Saturday, June 23, 2012

Cheesy Vegeful Muffins

These muffins are a great, tasty way of boosting your children's vegie intake!

Master W isn't a big fan of eating dinner, so I try to get as many nutrients into him as possible during the day. As he's a lover of all things cake-related, my muffins go down a treat!  Plus they're packed with vegies, dairy and a bit of protein too.

I have been asked for this recipe several times, so I thought I'd share it on the blog in case anyone else is interested.

Cheesy Vegeful Muffins (makes 12)

"This is how you grate"
"Can I help?"
2 cups self-raising flour (you can use wholemeal if you're feeling particularly virtuous!)
1 cup grated cheese
2 slices shortcut bacon, finely diced (equates to about half a cup)
1/2 cup corn kernels
1 small zucchini, grated
1 carrot, finely grated
2 spring onions, finely sliced
1/4 capsicum (red or green), finely chopped
1 cup milk
1 egg

25ml extra virgin olive oil

1. Preheat oven to 190°C and grease a muffin tray.

2. Fry the bacon in a non-stick pan until browned and crispy. If the corn kernels are frozen, put them in the frying pan to defrost briefly before turning off the heat. Allow to cool.
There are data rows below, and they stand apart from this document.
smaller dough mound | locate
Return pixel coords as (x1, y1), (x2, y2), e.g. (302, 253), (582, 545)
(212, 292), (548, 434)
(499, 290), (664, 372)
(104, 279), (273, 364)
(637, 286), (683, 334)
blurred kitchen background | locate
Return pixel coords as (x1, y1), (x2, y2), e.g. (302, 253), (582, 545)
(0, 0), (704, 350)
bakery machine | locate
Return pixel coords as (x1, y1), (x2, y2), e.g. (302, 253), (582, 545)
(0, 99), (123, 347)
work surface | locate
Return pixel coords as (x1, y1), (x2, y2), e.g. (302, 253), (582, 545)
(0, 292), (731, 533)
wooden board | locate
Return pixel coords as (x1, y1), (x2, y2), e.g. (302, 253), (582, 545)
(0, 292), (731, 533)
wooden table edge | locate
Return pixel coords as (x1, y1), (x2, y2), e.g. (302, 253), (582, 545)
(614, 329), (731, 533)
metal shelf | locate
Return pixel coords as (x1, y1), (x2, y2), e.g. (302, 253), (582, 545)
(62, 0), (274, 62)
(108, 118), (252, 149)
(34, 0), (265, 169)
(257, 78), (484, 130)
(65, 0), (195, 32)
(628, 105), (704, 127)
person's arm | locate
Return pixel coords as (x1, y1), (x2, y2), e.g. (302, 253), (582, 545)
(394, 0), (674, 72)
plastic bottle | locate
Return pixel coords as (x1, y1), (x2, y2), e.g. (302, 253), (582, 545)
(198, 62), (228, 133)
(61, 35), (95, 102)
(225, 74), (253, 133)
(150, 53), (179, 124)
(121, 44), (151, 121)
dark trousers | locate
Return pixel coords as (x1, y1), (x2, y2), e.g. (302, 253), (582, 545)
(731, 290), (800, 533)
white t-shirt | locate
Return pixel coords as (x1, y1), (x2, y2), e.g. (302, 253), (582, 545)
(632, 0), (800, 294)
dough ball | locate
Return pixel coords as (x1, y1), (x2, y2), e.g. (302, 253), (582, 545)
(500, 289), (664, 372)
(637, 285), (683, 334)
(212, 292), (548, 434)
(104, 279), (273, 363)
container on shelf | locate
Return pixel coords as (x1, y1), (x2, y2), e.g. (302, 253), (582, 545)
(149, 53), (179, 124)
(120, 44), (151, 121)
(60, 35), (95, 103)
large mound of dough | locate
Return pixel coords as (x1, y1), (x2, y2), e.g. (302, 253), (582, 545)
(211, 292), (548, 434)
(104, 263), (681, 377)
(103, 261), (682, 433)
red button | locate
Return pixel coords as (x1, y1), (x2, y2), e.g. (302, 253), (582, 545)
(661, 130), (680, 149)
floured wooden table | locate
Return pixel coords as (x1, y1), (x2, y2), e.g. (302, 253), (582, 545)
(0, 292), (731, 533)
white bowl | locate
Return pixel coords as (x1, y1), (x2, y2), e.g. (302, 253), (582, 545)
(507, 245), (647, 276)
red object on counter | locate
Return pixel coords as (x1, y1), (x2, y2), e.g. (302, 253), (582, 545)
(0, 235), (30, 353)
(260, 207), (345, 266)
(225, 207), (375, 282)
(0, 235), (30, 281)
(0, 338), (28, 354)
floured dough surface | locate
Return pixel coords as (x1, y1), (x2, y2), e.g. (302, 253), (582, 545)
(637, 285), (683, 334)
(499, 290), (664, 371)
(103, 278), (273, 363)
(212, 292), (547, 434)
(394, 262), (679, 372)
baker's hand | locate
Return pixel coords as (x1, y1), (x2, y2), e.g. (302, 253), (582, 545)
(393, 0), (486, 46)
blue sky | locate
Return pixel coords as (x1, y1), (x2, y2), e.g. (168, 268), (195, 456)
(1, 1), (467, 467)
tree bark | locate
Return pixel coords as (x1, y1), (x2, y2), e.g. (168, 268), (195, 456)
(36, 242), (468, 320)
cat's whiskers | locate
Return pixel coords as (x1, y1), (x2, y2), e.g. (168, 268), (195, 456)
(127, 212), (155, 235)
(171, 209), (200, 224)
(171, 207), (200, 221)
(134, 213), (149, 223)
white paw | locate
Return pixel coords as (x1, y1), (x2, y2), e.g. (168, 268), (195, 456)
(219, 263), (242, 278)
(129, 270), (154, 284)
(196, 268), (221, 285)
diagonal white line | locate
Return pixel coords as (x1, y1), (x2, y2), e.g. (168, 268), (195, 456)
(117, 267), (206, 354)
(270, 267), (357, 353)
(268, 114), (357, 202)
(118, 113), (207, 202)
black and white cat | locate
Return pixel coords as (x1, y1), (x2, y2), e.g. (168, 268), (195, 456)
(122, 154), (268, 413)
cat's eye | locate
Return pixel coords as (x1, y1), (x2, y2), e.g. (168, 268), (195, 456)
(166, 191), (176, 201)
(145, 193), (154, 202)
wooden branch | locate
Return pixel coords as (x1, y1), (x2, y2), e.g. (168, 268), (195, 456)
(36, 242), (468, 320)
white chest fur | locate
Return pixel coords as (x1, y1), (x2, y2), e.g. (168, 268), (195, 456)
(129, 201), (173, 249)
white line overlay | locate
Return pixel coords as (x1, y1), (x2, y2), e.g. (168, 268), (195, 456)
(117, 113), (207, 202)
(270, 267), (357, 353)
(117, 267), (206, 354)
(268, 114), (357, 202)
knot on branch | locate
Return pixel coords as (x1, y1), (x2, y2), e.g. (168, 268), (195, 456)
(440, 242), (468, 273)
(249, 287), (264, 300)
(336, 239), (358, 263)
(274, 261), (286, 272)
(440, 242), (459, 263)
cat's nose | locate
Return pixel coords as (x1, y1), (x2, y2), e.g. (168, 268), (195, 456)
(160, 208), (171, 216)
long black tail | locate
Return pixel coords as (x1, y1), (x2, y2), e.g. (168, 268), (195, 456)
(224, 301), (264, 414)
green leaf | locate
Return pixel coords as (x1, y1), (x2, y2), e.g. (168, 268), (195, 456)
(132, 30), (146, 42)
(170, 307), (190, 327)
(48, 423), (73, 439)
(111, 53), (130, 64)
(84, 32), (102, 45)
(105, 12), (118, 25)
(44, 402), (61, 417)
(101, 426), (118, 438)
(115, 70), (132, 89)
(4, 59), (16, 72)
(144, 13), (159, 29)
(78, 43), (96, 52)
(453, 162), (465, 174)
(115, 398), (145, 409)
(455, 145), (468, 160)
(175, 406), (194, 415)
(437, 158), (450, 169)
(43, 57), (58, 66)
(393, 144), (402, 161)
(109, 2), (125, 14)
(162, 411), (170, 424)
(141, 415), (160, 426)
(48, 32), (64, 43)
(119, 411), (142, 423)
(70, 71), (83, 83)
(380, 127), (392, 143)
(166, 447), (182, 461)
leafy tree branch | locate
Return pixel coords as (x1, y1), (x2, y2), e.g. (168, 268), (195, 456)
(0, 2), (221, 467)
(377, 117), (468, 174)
3. Sift the flour into a large bowl. Add the cheese, bacon and corn.
4. In a separate small bowl, whisk together the egg, milk, oil, carrot, zucchini, capsicum and onion, until well combined.

5. Add the wet ingredients to the dry and mix until just combined. If you mix too much at this stage, the muffins will not be as fluffy and moist.
6. Divide the mixture between the 12 muffin holes and bake for 20 minutes. Allow to stand for 5 minutes before removing from tray and cooling on a rack.

To get the muffins out of the tray more easily, loosen the sides with a knife, then gently twist the muffin - it should just slide out then.

These are especially nice straight from the oven with a little bit of butter. They can also be kept for 2-3 days or frozen for up to 2 months.

Another little budget and time-friendly tip: I like to buy shortcut bacon, because it has much less fat on it.  I buy a kilo of it when it's on special and freeze it so there's always some there if I need it.  I'll lay half of it flat in a single layer in a large snaplock bag, and dice the other half finely and put it in containers.  That way, it's easy to get to and ready to use for a last-minute meal! (You can cook it straight from frozen.)


  1. Thanks Becc, loving these recipe updates, and loving seeing those two cuties in the photos. I buy shortcut bacon too. I always figure, that it is worth paying more for it, because you end up wasting the rasher bacon, as you cut all the rind and fat off it.